The committee made the following recommendations for diagnosing IPF in all adult patients with newly detected interstitial lung disease (ILD) of unknown cause:

For all patients, a detailed history should be taken of both medication use and environmental exposures and serological testing should be performed to exclude connective tissue disease as a potential cause of the ILD.

For patients with a HRCT pattern of probable UIP, indeterminate, or an alternative diagnosis, conditional recommendations were made for performing bronchoalveolar lavage (BAL) and surgical lung biopsy (SLB); due to lack of evidence, no recommendation was made for or against performing transbronchial lung biopsy (TBBx) or lung cryobiopsy.

Conditional recommendation for MDD to aid in diagnosing IPF, particularly when the HRCT pattern has features of probable UIP pattern, indeterminate or alternative diagnosis.

In contrast, for patients with newly detected ILD who have a HRCT pattern of UIP, strong recommendations were made against performing SLB, TBBx and lung cryobiopsy; a conditional recommendation was made against performing BAL.

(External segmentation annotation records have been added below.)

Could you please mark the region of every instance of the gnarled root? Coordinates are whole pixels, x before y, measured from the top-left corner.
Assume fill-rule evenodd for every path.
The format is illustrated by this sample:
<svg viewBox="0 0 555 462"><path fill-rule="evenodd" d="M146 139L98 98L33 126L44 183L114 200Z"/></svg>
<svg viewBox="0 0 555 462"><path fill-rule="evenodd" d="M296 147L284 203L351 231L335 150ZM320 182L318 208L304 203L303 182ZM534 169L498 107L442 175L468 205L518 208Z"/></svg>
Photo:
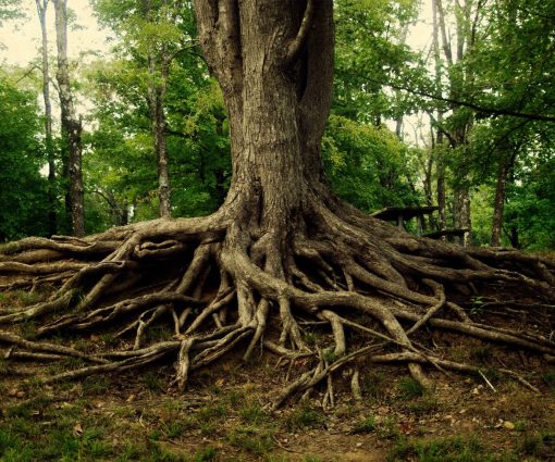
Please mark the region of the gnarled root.
<svg viewBox="0 0 555 462"><path fill-rule="evenodd" d="M332 375L348 365L354 366L354 396L360 399L361 358L405 363L424 386L430 380L423 366L480 372L416 342L424 329L555 357L550 332L473 321L476 310L455 298L461 287L492 296L518 285L518 308L542 307L546 324L552 323L553 262L518 252L465 251L335 207L314 201L295 226L280 232L245 229L245 223L221 210L206 218L145 222L84 239L55 236L7 245L0 253L0 287L50 296L30 307L0 307L5 358L89 363L45 382L169 358L181 390L194 371L235 348L244 349L244 360L257 349L292 366L303 358L305 370L274 400L276 408L320 383L325 383L323 404L333 405ZM488 300L503 309L502 299ZM15 334L28 321L38 325L33 340ZM162 339L152 328L160 325L168 325ZM45 339L67 330L106 333L120 339L120 348L85 353ZM316 330L318 338L311 334ZM349 345L347 338L356 341ZM502 372L536 390L516 372Z"/></svg>

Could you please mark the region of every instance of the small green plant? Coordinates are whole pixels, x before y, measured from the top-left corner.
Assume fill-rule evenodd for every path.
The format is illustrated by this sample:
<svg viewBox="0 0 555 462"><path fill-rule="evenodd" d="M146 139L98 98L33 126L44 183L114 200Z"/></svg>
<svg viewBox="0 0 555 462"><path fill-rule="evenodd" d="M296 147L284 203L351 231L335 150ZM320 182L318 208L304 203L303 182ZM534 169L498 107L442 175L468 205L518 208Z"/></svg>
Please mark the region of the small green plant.
<svg viewBox="0 0 555 462"><path fill-rule="evenodd" d="M322 427L324 422L325 416L319 409L311 407L309 402L304 402L299 409L287 416L285 425L288 432L297 432L305 428Z"/></svg>
<svg viewBox="0 0 555 462"><path fill-rule="evenodd" d="M275 444L273 435L268 430L260 430L252 426L238 427L227 435L229 441L251 454L261 457L271 451Z"/></svg>
<svg viewBox="0 0 555 462"><path fill-rule="evenodd" d="M553 395L555 395L555 371L548 371L542 375L543 382L547 384L550 390Z"/></svg>
<svg viewBox="0 0 555 462"><path fill-rule="evenodd" d="M303 339L305 340L305 342L310 346L310 347L313 347L317 341L318 341L318 334L313 333L313 332L308 332L306 330L304 334L303 334Z"/></svg>
<svg viewBox="0 0 555 462"><path fill-rule="evenodd" d="M397 384L397 388L399 397L404 400L420 398L425 391L424 387L414 378L403 378Z"/></svg>
<svg viewBox="0 0 555 462"><path fill-rule="evenodd" d="M232 390L227 395L227 401L233 408L240 407L247 399L247 394L244 390Z"/></svg>
<svg viewBox="0 0 555 462"><path fill-rule="evenodd" d="M520 452L527 455L543 458L555 449L555 433L535 432L526 434L520 441Z"/></svg>
<svg viewBox="0 0 555 462"><path fill-rule="evenodd" d="M472 305L470 308L470 314L480 314L484 310L484 298L481 296L472 297L470 299Z"/></svg>
<svg viewBox="0 0 555 462"><path fill-rule="evenodd" d="M83 391L90 395L103 395L111 388L111 380L106 375L92 375L83 380Z"/></svg>
<svg viewBox="0 0 555 462"><path fill-rule="evenodd" d="M384 419L377 427L378 436L382 439L398 439L402 437L394 417Z"/></svg>
<svg viewBox="0 0 555 462"><path fill-rule="evenodd" d="M257 425L268 419L262 408L258 402L248 401L239 411L243 422L246 424Z"/></svg>
<svg viewBox="0 0 555 462"><path fill-rule="evenodd" d="M163 389L162 380L151 371L148 371L143 375L143 383L145 384L145 387L152 392L162 391Z"/></svg>
<svg viewBox="0 0 555 462"><path fill-rule="evenodd" d="M214 448L208 447L195 453L195 462L210 462L215 460L218 451Z"/></svg>
<svg viewBox="0 0 555 462"><path fill-rule="evenodd" d="M490 344L479 345L470 348L470 359L479 364L486 364L493 357L493 348Z"/></svg>
<svg viewBox="0 0 555 462"><path fill-rule="evenodd" d="M371 371L362 376L360 384L362 395L372 400L379 400L385 397L385 376L381 372Z"/></svg>
<svg viewBox="0 0 555 462"><path fill-rule="evenodd" d="M407 409L417 415L421 415L436 411L439 405L437 398L434 395L424 392L423 396L409 402Z"/></svg>
<svg viewBox="0 0 555 462"><path fill-rule="evenodd" d="M362 422L358 423L353 429L354 433L370 433L375 429L375 420L372 415L367 416Z"/></svg>

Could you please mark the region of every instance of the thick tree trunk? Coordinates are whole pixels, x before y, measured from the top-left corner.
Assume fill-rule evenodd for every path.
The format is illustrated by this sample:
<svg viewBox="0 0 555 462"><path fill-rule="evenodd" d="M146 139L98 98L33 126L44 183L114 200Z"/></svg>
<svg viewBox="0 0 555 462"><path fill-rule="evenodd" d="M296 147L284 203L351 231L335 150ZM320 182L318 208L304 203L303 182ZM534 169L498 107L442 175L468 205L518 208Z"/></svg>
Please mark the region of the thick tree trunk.
<svg viewBox="0 0 555 462"><path fill-rule="evenodd" d="M298 222L310 188L323 178L320 141L330 111L333 24L332 2L316 3L196 3L202 48L230 120L227 202L259 208L252 220L271 235L286 234Z"/></svg>
<svg viewBox="0 0 555 462"><path fill-rule="evenodd" d="M44 302L0 311L0 323L41 320L37 338L83 330L88 337L107 324L123 324L118 338L135 336L133 349L124 340L118 351L95 347L86 354L0 330L0 341L13 347L9 354L22 348L92 363L46 382L173 355L183 390L189 373L232 349L246 347L248 359L263 348L295 364L296 377L273 408L324 379L322 405L333 405L332 376L363 358L406 363L423 386L424 363L479 372L444 360L443 350L434 355L428 335L425 347L412 342L409 336L424 325L555 355L545 333L474 322L453 297L464 285L476 290L493 283L496 294L518 285L552 303L553 262L411 236L331 195L320 141L332 89L332 0L197 0L195 9L230 120L233 178L225 202L207 217L134 223L84 239L29 238L0 249L3 287L55 290ZM300 325L299 315L316 323ZM157 321L172 324L163 340L147 335ZM312 324L316 346L303 335Z"/></svg>
<svg viewBox="0 0 555 462"><path fill-rule="evenodd" d="M74 236L85 235L81 120L77 118L73 105L70 84L70 65L67 61L67 2L54 0L55 42L58 48L58 89L60 93L62 135L69 154L69 199L71 210L72 233ZM66 204L67 207L67 204Z"/></svg>
<svg viewBox="0 0 555 462"><path fill-rule="evenodd" d="M58 232L58 217L55 213L55 166L54 146L52 140L52 103L50 101L50 66L48 59L48 32L46 14L48 0L35 0L41 33L41 58L42 58L42 99L45 102L45 139L48 159L48 233L50 236Z"/></svg>

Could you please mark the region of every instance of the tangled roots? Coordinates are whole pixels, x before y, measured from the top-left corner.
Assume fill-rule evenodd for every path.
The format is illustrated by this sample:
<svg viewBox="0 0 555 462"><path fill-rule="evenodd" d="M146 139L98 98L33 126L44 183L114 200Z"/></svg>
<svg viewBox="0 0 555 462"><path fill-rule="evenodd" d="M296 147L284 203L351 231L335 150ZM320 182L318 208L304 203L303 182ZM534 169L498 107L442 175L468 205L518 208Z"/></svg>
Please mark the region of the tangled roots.
<svg viewBox="0 0 555 462"><path fill-rule="evenodd" d="M84 239L9 244L0 251L0 289L50 296L29 307L0 308L4 357L85 362L44 377L47 383L172 358L181 390L194 371L237 348L245 360L258 348L291 364L303 358L306 369L291 377L274 408L320 383L323 404L333 405L333 373L346 366L353 394L360 397L361 361L405 363L424 386L430 380L422 366L481 373L418 342L424 329L526 349L553 362L553 262L415 238L348 208L332 212L316 204L309 215L279 233L246 227L221 211ZM501 315L535 313L545 329L476 321L477 300L480 310ZM29 321L37 324L32 339L14 328ZM160 325L169 326L162 339L153 335ZM314 329L322 333L316 340L309 335ZM48 341L69 332L110 334L119 347L85 353ZM516 372L501 372L538 391Z"/></svg>

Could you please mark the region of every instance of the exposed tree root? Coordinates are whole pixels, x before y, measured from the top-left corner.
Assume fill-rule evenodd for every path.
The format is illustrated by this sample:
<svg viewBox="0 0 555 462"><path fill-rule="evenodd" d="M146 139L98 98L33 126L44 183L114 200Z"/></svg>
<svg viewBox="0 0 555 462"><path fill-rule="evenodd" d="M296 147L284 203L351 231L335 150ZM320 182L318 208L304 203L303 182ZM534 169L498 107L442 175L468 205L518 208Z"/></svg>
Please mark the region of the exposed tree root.
<svg viewBox="0 0 555 462"><path fill-rule="evenodd" d="M552 322L552 261L415 238L343 204L314 201L306 209L304 218L283 232L231 220L222 209L206 218L140 223L83 239L9 244L0 253L0 287L51 295L30 307L1 309L4 355L91 363L44 382L165 358L175 362L174 384L183 390L194 371L233 349L240 348L244 360L268 350L289 361L292 375L274 409L320 383L325 384L322 404L333 407L333 373L347 366L353 395L360 399L363 362L405 363L424 386L430 380L423 366L482 374L417 342L421 330L526 349L547 361L555 357L553 332L473 321L470 303L462 308L456 301L461 294L520 292L522 298L511 296L507 305L532 314L541 309ZM488 303L505 307L502 299ZM37 325L33 340L14 334L29 321ZM166 326L166 336L155 335L160 330L155 326ZM320 336L310 338L310 332ZM98 345L85 353L45 339L59 333L106 334L119 347ZM298 371L294 364L300 359L305 365ZM516 372L501 372L539 391Z"/></svg>

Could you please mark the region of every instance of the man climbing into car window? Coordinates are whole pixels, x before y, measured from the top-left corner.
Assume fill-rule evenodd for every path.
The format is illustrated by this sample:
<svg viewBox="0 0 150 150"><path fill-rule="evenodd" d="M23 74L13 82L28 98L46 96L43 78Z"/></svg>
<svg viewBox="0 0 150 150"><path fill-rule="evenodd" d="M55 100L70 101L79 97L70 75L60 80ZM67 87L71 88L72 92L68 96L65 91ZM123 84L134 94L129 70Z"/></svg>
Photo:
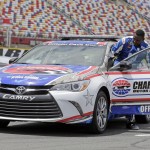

Strong recommendation against measurement of serum biomarkers for the sole purpose of distinguishing IPF from other ILDs.

“Our hope is that this new guideline will bridge the gap between the experienced IPF experts and general pulmonologists in making a prompt and accurate diagnosis of IPF for the individual unfortunately confronted with the disease,” Dr. Raghu said. “This will allow patients to make well-informed decisions about treatment options and participation in clinical trials.”